I help clients with situations like these is by encouraging them to insure their lives, health, and income long before a catastrophe occurs. Should a tragedy strike, I’m there to help with prioritizing action items. Some things must be done quickly, and most others can wait until dust settles. While the client, or the survivors are dealing with the emotional distress of the event, I’m there to shoulder the burden of discharging critical financial responsibilities.
Having said that, not all financially disruptive events can be addressed proactively. Obviously, no one plans on being divorced one day, and yes, such can be very life changing and financially disruptive. How I work with clients at such times depends on the client and other familial circumstances. If this is a second or third marriage, then often pre-nuptial agreements are drafted to provide guidelines for asset division in such cases. Trusts can be used to ensure that children of a new spouse don’t inherit the estate of a former spouse. Otherwise, I’m working with either or both of the clients to restructure income plans, investment plans, and advise in other ways pertaining to getting their lives back on track.

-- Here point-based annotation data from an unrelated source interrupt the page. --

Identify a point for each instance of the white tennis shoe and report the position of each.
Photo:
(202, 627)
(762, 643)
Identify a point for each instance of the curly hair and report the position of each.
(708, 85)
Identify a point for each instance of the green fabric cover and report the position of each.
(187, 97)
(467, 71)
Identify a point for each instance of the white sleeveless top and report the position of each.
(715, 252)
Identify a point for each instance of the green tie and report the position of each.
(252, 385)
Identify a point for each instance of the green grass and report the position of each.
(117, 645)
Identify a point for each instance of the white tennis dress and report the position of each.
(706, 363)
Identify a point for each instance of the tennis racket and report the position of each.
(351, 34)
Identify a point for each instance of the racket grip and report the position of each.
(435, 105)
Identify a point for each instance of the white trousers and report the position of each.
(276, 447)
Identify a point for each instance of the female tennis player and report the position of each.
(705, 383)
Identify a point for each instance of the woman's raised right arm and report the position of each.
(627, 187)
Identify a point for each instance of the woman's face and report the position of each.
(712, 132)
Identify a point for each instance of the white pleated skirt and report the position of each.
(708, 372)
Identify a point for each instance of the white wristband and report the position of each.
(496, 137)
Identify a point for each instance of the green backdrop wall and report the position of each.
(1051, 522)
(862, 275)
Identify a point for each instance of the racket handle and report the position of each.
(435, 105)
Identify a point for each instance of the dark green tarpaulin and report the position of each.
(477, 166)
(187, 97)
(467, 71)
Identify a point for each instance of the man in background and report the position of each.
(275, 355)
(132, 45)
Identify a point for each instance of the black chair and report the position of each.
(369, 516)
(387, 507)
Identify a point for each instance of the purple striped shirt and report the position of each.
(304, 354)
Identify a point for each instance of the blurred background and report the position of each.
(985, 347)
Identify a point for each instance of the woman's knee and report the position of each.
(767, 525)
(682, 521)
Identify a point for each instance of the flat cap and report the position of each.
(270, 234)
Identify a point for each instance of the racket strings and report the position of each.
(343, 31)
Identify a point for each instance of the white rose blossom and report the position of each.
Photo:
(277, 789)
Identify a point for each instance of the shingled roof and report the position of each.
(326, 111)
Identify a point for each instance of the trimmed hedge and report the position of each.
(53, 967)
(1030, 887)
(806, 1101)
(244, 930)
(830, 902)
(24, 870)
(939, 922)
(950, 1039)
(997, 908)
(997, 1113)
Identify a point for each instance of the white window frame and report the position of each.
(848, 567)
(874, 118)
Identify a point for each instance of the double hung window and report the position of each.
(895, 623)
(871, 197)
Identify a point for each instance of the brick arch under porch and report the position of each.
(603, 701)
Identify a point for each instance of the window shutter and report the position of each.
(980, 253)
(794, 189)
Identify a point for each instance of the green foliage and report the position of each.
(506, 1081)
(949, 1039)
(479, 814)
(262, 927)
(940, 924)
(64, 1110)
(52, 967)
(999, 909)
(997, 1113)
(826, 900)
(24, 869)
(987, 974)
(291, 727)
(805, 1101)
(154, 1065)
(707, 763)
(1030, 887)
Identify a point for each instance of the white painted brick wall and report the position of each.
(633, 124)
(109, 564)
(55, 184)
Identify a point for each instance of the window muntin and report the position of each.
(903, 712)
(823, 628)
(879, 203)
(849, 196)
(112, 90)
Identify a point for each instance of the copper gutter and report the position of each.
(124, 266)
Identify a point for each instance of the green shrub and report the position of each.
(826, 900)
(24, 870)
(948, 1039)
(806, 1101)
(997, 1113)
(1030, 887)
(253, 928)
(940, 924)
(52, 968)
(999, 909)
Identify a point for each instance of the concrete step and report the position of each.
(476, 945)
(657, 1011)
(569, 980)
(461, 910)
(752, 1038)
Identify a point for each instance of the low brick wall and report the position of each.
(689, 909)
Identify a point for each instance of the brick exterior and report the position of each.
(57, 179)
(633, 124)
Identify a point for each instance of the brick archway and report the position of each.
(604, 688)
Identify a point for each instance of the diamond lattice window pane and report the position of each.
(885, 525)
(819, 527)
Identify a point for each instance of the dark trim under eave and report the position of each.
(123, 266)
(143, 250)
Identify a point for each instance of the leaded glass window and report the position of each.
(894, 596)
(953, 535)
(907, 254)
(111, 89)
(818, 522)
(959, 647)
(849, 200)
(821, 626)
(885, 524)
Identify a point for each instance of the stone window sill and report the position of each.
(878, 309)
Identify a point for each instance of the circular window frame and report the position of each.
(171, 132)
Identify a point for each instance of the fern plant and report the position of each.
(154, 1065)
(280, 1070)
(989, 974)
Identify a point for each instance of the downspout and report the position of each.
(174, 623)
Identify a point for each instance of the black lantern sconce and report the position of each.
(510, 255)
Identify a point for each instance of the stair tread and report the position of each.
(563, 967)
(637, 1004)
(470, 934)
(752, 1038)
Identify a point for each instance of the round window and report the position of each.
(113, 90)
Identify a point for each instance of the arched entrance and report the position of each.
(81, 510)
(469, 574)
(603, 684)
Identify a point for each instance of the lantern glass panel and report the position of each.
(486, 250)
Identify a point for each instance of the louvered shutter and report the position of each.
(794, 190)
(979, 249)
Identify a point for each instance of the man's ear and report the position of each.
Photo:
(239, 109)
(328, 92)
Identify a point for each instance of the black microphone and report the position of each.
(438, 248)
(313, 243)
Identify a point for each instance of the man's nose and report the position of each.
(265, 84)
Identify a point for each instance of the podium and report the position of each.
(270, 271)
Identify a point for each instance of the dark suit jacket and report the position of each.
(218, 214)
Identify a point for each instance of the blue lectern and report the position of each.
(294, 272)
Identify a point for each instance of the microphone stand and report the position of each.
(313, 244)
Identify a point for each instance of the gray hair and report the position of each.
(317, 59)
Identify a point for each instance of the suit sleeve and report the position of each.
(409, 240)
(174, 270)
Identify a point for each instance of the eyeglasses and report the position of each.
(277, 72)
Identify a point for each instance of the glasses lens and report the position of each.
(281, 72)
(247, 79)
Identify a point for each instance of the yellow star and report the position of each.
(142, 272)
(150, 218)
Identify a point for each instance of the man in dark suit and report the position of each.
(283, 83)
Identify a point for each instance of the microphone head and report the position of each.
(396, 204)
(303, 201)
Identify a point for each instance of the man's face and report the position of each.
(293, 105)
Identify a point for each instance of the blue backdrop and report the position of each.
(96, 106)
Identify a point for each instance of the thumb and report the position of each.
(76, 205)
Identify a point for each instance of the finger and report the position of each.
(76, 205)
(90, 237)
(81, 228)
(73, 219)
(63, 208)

Depending on the client’s proximity to retirement, and future marital status, there may be other factors related to Social Security of which to be mindful as well as we’re putting financial pieces back together again.
The greatest disruption that I’m seeing today though is the role reversal of parent and child. This is a very common situation, and it’s never easy. Its difficult to watch a parent gradually decline, and lose cognitive or physical abilities, or suffer with dementia, or Alzheimer’s. On many occasions, I find myself working alongside other legal and CPA professionals as we advise a client on matters pertaining to Medicaid, structuring qualified income trusts, sequencing beneficiary designations, and taking other steps to minimize exposure to different types of risk, while maximizing durable income for the provision of their needs. Furthermore, I help clients, and their adult children to identify fraud tactics in an effort to minimize exposure to financial elder abuse. Sometimes, it might make sense to jointly own assets and in other cases, such ownership might inadvertently introduce new levels of risk that might undermine what we’re trying to accomplish. Each situation is unique, and is best discharged by a team of advisors with a distinctive competency in this area.
In certain situations, it’s hard to find North with a compass. That’s where I come in. Frankly, I’ve always been there, but at times like these, a client needs the assurance of knowing that a fiduciary is there looking out for them, to advise and direct on decisions that need to be made now, and on those that can wait for a more appropriate time. Involving adult children or other close family members helps, because it brings other sets of eyes into the situation at a time when clarity is critical. Life changes. Upheaval happens. Plans must adapt and change, and in some cases, held together with triage. That’s my job, and privilege.